Ergonomics deals with how people perform work. Ergo means ‘work’ and gnomics means ‘laws of’. As a science, ergonomics identifies the physical properties of work and how the way it is done affects the body. The primary goal is to fit jobs to people, not people to jobs.
If the job and the tools used are designed in a way that is logical and minimizes wear and tear on the body, risk of injury is reduced, people will be more comfortable and productivity increases. Generally, people are also happier to come to work. At the end of the day they can go home and instead of having no energy and feeling pain, they can enjoy their home, friends and family.
Ergonomics is not limited to work. Ergonomic principles apply to what is done at home. It doesn't matter if you're at home or at work: your body reacts the same way and to the same extent: Lifting 10 pounds is lifting 10 pounds, whether it's cememt or flour.
For each person the amount of work and how it’s done overall may determine how tired he or she is at the end of the day. It also determines how much wear and tear there is on your musculoskeletal system.

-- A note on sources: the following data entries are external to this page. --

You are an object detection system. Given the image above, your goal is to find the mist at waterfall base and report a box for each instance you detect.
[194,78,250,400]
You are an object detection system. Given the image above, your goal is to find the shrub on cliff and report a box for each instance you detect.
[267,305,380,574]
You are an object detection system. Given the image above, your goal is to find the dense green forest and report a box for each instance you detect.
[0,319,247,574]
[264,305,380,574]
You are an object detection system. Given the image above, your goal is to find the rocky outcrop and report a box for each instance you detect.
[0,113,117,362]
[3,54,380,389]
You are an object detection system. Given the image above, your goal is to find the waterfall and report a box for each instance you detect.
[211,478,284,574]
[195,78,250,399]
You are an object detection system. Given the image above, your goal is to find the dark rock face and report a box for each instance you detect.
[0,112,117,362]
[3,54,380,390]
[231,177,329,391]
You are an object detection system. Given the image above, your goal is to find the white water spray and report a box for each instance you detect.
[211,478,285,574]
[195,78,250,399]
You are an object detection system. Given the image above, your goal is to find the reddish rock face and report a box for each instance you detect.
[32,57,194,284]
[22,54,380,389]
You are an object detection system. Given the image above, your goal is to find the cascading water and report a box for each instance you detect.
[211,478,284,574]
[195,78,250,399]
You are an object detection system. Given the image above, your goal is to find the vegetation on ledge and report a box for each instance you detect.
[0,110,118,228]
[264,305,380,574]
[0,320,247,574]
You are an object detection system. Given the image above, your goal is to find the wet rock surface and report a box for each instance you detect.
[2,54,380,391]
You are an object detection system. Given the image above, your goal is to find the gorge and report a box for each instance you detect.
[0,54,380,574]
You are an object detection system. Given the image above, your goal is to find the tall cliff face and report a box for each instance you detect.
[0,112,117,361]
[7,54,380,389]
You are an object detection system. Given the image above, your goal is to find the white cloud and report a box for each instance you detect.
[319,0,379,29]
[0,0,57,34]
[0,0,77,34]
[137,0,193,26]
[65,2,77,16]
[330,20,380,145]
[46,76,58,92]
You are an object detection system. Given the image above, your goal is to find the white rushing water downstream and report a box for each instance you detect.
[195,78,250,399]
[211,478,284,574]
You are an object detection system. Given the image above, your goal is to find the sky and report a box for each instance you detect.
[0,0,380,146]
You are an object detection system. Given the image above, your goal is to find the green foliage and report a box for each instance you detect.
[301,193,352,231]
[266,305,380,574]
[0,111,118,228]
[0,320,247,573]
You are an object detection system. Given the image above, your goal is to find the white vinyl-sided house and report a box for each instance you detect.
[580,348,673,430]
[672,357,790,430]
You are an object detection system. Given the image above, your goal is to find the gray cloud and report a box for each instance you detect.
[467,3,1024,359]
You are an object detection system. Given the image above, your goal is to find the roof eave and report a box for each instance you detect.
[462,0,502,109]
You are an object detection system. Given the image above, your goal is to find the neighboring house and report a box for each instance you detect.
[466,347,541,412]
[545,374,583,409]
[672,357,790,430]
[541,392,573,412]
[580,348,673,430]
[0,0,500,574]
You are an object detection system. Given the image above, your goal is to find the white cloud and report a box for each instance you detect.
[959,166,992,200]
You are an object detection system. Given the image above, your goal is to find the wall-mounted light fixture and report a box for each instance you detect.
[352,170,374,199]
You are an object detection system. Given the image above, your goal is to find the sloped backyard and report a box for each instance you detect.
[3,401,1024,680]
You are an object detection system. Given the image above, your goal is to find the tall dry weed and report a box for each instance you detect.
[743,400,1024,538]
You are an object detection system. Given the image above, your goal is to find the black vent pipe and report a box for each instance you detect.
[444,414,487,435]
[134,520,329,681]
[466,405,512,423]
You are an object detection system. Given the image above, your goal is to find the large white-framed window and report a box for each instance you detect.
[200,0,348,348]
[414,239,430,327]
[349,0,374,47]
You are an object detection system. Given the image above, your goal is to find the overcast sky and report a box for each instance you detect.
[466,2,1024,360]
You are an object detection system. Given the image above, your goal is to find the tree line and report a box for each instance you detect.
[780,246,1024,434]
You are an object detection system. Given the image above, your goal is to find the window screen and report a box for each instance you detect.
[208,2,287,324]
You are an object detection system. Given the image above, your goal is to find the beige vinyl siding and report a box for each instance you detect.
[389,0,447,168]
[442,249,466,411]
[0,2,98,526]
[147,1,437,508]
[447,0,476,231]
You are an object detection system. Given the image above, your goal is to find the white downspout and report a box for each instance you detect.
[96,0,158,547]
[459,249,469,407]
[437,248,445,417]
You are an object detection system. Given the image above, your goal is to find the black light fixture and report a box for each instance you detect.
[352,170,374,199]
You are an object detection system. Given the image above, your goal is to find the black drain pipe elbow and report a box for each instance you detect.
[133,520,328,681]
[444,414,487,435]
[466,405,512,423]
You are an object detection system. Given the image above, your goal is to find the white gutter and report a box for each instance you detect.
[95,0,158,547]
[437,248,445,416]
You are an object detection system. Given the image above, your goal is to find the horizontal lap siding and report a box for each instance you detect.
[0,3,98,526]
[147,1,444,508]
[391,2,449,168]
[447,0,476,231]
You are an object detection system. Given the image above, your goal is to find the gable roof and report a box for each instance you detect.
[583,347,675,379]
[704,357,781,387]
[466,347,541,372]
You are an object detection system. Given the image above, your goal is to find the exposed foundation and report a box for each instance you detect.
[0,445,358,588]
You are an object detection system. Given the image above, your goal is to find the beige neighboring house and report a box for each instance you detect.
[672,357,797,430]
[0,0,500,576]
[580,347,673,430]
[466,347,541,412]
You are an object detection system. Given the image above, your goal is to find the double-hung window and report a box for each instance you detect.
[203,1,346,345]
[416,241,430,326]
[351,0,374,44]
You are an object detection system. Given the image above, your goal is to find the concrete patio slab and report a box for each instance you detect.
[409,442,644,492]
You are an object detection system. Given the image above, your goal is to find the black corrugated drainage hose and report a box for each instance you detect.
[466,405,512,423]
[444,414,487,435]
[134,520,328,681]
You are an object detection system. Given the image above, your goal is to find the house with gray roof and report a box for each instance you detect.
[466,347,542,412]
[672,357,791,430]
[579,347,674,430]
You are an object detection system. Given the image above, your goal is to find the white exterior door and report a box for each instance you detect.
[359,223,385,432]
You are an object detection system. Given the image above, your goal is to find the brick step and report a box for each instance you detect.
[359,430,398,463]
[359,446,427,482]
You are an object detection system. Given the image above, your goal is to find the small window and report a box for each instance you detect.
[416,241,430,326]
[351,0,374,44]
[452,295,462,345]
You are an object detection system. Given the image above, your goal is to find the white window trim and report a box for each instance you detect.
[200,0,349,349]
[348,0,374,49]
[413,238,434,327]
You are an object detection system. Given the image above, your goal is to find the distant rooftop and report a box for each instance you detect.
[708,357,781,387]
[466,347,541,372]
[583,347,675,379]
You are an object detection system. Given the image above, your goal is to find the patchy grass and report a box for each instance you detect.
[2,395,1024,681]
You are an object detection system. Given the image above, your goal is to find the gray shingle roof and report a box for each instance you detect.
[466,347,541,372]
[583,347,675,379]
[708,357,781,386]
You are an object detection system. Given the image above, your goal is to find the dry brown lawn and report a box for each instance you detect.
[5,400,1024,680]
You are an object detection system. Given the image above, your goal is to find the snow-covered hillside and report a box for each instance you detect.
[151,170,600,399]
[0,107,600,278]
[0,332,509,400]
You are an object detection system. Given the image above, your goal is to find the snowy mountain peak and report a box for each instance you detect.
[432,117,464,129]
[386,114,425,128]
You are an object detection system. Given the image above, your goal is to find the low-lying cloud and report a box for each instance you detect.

Ergonomics is primarily concerned with the combined musculo-skeletal systems (biomechanics) and the nervous system which feeds and controls the muscles. There is usually little we can do about bone issues through ergonomics (exceptions may be arthritis and some other progressive conditions where impacts can be somewhat controlled).
So, we come home tired and perhaps sore. Our muscles are fatigued and stressed. Yet, the next day waits. Overnight during sleep, the body magically repairs itself. Micro-tears in muscle or tendon heal. This is a normal process in life.
Goal of the Ergonomist
An ergonomist approaches a task or job with the goal of decreasing stress on the body, and gaining control over how much repetitive strain the person is exposed to. Risk cannot be avoided. It's part of life. We can limit the micro-injuries and attempt to minmize more major injuries that can occur.
Often, only small changes are required to bring risk levels down to an acceptable level – low enough that healing sleep will be sufficient for the worker to remain healthy.
The Puzzle of Individuality
How much stress is too much stress? Unfortunately, there is no one answer. People are different. They come to a task or job with different histories, different strengths and different weaknesses – not to mention different physical sizes and capabilities.
With all these variations, the only hard truth in ergonomics is that there is no one answer. ‘It depends how tall he is’. ‘It depends how long his arm is’. ‘It depends how flexible she is’. It depends…Everything depends.
For this reason, research in ergonomics generally goes by percentages – percent of total muscle strength, percent of the population that will not fit this gadget, etc. These also provide the guidelines for manufacturing. If you’re in the shortest or tallest 5% of the population, the world is not designed for you.
The ergonomist, looking at the person who is too short or too tall, or too wide, or whose arms just don’t reach, attempts to find solutions so that they can effectively and efficiently do the job required.